The Other Black Gold

Published 7/21/2011 11:19 a.m. EDT

Although it's no longer widely used to power locomotives or heat homes, coal is a crucial component of steel production and is used to generate almost half of the electricity consumed annually in the U.S. In China, the world's largest consumer and importer of coal, more than two-thirds of power generation is coal-based.

As the world's developing economies add power-hungry industrial capacity, demand for relatively cheap and abundant coal should continue to rise. I've been long the Market Vectors Coal ETF ( KOL) for some time. This fund has recovered nicely from its 2008 lows, and our momentum model indicates it should continue to perform well in the near term. The PowerShares Global Coal Portfolio ( PKOL) is similar but carries a slightly higher expense ratio.

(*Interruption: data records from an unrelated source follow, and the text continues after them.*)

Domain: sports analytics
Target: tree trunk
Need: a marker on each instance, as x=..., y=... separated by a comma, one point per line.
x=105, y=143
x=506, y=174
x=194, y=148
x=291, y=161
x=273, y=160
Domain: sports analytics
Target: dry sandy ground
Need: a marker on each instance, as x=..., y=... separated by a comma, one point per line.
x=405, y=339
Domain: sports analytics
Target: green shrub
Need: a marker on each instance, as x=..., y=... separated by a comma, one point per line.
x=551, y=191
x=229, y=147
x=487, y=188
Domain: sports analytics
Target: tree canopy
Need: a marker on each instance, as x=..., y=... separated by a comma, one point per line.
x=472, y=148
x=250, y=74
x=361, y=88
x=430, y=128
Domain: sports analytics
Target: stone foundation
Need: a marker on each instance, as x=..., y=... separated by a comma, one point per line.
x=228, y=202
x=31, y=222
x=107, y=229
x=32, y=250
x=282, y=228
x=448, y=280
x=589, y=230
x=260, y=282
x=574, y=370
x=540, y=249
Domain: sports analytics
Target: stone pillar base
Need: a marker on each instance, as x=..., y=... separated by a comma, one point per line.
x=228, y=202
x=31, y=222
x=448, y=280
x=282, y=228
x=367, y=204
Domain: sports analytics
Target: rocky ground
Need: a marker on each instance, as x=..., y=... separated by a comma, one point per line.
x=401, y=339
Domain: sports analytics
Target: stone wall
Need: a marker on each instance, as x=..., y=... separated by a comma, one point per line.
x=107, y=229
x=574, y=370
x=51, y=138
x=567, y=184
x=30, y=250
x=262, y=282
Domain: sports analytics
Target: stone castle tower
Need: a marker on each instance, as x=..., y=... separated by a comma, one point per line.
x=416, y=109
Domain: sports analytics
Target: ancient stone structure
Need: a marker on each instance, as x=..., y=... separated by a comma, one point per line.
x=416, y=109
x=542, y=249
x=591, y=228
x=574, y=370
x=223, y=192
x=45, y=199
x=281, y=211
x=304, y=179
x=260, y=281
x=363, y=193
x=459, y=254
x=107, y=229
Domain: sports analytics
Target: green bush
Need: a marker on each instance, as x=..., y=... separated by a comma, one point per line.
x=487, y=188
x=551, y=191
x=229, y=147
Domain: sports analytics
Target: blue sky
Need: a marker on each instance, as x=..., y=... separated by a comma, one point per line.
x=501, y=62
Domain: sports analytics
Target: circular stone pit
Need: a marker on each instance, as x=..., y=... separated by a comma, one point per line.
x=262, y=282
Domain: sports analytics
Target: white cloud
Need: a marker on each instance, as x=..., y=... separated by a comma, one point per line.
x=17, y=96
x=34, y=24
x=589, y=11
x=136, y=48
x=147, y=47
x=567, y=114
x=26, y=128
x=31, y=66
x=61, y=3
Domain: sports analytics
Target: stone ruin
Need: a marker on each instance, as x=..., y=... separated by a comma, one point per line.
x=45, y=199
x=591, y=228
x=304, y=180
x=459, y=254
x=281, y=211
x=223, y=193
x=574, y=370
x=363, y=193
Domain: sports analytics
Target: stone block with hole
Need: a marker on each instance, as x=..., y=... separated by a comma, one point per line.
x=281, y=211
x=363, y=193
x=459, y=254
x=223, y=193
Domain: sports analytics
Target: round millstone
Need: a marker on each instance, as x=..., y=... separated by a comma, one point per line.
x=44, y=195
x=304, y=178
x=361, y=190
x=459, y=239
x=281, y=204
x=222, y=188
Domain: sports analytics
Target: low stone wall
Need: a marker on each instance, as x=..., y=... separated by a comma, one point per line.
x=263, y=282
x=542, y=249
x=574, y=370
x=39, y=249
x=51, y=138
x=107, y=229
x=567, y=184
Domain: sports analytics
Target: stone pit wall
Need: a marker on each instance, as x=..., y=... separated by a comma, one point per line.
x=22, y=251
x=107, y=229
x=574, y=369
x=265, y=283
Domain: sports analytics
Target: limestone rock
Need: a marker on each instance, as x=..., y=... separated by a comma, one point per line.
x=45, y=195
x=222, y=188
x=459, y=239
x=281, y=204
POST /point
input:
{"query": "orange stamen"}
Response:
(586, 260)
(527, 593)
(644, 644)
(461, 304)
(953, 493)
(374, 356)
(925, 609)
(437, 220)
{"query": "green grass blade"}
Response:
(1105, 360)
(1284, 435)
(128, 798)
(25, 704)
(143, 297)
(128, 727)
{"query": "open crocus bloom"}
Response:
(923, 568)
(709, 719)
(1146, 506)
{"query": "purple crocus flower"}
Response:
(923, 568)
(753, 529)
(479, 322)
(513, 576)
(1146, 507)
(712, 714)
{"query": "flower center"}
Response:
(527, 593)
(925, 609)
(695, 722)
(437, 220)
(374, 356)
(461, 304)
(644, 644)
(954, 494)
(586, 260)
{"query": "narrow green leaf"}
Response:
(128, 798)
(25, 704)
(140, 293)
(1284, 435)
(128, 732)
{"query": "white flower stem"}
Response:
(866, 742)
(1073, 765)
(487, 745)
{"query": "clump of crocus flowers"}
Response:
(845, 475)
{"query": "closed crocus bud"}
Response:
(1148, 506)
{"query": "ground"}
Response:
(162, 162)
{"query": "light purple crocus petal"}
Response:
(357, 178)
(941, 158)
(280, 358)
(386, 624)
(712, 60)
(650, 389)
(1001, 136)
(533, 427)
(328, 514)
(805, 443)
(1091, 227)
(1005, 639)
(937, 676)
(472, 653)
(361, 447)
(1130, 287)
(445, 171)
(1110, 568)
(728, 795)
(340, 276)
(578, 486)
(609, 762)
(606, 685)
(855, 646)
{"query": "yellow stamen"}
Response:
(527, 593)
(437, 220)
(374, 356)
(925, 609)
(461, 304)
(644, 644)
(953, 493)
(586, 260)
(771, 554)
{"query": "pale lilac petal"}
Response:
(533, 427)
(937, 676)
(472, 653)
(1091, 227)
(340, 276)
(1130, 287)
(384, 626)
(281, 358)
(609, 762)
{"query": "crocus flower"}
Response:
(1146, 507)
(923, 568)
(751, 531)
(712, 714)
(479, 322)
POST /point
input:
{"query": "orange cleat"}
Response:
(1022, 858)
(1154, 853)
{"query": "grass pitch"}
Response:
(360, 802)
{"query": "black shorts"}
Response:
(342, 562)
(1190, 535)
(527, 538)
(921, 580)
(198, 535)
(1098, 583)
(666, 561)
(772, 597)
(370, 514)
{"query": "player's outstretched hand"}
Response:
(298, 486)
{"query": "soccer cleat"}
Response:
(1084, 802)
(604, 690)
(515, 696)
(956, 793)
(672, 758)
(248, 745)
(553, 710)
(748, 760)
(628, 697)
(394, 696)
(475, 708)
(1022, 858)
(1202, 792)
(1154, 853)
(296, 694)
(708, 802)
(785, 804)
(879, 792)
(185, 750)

In a research note this morning, UBS wrote that China is considering reducing the value-added tax it levies on coal imports and that demand in Japan is growing briskly as that nation recovers from the March earthquake, tsunami and nuclear disasters.

While most of the coal mined annually is used for electricity production, there's another side to the coal story: its use in the manufacture of steel and other alloys. Heating low-sulfur bituminous coal at high temperatures in the absence of oxygen produces metallurgical coke, or "metcoke."

As it happens, the initial public offering of a company called SunCoke Energy ( SXC), which supplies metcoke to the steel manufacturing sector, took place this morning on the New York Stock Exchange. SunCoke's stock opened at $17 a share and quickly jumped 7%.

Demand for metcoke in India and China, which produces 50% of the world's steel, has been rising steadily, although SunCoke CEO Frederick "Fritz" Henderson, the former CEO of GM ( GM), acknowledged in an interview on CNBC this morning that the rate of demand in China is slowing. Nevertheless, Henderson said he believes that Chinese steel production and demand for his company's products would continue to expand there, just not at 9% to 10% per year.

At the time of publication, Dion Money Management was long KOL.